PRINCIPI DEL VERISMO
Il maggiore teorico del Verismo fu Luigi Capuana (1839-1915), coetaneo e conterraneo di Verga, che fissò i principi teorici del movimento in tre punti fondamentali:
1) la necessità di scrivere ritraendo la vita direttamente dal vero: la materia è offerta dal “fatto di cronaca” e la pagina letteraria deve essere un documento umano;
2) la rappresentazione della realtà non deve essere fatta dall’esterno, ma dall’interno, ottenuta cioè ricostruendo i fatti secondo il loro processo genetico, secondo le leggi naturali e sociali che presiedono al loro svolgimento. La scientificità delle rappresentazioni richiede anche l’impersonalità dello scrittore, la cui presenza nella narrazione deve essere assolutamente invisibile;
3) la lingua e lo stile devono essere aderenti ai fatti, devono abbandonare le forme vaghe ed indefinite care alla tradizione romantica, devono rifiutare ogni enfasi ed eleganza retorica. La lingua, in particolare, deve essere “l’espressione sostanzialmente obiettiva del mondo rappresentato”, deve aderire con la mentalità dei personaggi, e, quindi, deve comprendere anche elementi dialettali, come documenti ineliminabili della realtà descritta.
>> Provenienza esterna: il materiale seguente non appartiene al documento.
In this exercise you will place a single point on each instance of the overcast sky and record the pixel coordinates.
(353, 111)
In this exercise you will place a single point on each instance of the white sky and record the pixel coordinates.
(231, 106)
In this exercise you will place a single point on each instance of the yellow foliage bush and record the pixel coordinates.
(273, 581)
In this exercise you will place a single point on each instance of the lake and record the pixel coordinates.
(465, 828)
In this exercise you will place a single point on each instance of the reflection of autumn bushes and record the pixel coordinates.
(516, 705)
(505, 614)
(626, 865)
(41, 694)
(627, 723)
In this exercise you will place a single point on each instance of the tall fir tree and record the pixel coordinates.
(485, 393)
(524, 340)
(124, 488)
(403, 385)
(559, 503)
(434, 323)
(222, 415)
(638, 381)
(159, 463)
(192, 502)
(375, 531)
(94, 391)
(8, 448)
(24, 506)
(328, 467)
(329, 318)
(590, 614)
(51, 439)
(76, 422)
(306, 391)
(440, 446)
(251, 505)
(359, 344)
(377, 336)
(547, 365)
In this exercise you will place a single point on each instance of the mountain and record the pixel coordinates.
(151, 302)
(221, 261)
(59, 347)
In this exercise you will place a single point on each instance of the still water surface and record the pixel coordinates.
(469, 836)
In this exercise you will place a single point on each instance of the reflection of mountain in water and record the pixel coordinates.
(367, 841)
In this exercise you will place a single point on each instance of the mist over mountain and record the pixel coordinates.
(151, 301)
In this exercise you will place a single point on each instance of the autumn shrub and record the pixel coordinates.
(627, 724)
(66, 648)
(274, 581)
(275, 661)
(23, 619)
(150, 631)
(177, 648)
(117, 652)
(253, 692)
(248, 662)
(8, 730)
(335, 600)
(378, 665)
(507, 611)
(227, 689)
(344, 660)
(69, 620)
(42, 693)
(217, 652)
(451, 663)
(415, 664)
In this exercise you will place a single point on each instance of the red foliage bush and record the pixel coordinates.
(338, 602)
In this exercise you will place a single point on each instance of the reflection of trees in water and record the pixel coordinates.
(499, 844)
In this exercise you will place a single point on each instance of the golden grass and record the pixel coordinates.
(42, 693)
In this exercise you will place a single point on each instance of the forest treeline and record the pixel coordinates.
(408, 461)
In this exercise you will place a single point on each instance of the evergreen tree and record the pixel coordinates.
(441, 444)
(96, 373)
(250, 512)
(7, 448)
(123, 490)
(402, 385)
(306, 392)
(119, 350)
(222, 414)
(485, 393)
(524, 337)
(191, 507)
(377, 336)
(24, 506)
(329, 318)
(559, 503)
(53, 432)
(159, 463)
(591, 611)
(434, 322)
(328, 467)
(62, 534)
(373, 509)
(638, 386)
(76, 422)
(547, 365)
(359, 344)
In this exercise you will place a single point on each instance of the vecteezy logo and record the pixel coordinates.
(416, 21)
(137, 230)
Gli scrittori veristi non hanno interessi politici o sociali, ma solo narrativi: il verismo, pertanto, non ebbe, se non implicitamente, il valore di denuncia che espressa dai contemporanei naturalisti francesi.
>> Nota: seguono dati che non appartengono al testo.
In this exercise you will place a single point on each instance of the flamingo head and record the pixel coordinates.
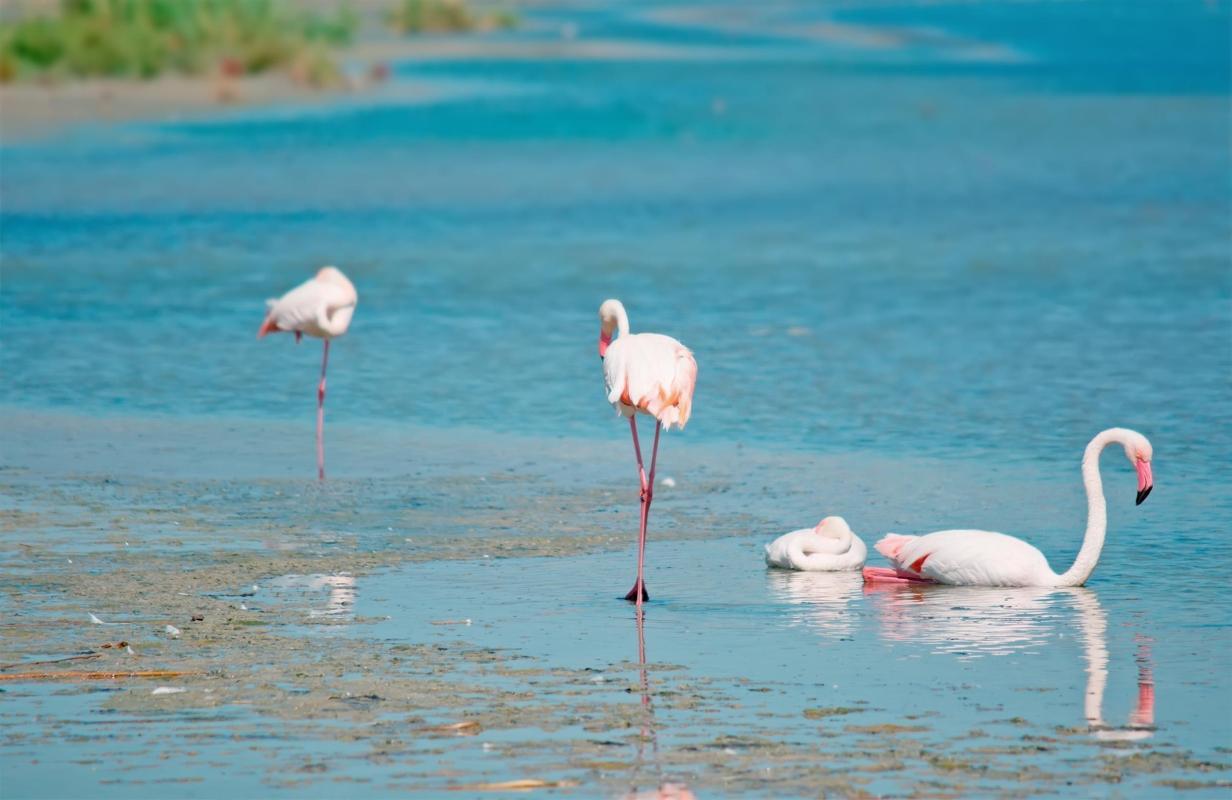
(1137, 450)
(610, 316)
(833, 528)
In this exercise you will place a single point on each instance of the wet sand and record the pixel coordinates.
(404, 628)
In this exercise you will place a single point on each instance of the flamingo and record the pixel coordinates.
(320, 307)
(981, 557)
(646, 374)
(830, 546)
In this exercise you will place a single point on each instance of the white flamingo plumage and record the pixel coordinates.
(320, 307)
(830, 546)
(981, 557)
(646, 374)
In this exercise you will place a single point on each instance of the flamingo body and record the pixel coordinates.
(320, 307)
(967, 557)
(981, 557)
(653, 375)
(648, 374)
(830, 546)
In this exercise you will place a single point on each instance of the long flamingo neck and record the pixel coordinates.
(621, 321)
(1097, 513)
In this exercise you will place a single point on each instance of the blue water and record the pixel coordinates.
(975, 239)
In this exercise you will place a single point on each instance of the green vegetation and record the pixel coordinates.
(446, 16)
(144, 38)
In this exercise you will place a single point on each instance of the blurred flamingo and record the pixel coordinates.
(320, 307)
(981, 557)
(830, 546)
(646, 374)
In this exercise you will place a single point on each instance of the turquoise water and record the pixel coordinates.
(923, 253)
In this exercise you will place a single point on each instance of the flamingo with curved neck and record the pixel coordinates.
(644, 374)
(830, 546)
(320, 307)
(981, 557)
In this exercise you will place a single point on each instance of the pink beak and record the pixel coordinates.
(1145, 481)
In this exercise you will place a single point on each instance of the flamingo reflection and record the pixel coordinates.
(822, 598)
(665, 790)
(1141, 722)
(983, 621)
(341, 594)
(967, 621)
Il limite dei nostri veristi fu, semmai, il carattere sostanzialmente bozzettistica ed esteriore della loro rappresentazione della realtà regionale e contadina: essi guardarono sempre dall’esterno il mondo degli umili che rappresentarono, mostrarono sì una forte carica di simpatia e di pietà per la loro esistenza e per la loro miseria, ma quasi mai seppero capire la profonda umanità dei semplici sentimenti e la particolare civiltà che essi esprimevano.
Uno solo tra i veristi seppe calarsi all’interno dei personaggi che rappresentò, esprimerne i sentimenti quasi con il loro stesso punto di vista verso l’esistenza, con lo stesso loro linguaggio: Giovanni Verga. Per questo egli appare come un caposcuola, la personalità letteraria più grande e rappresentativa della seconda metà dell’Ottocento.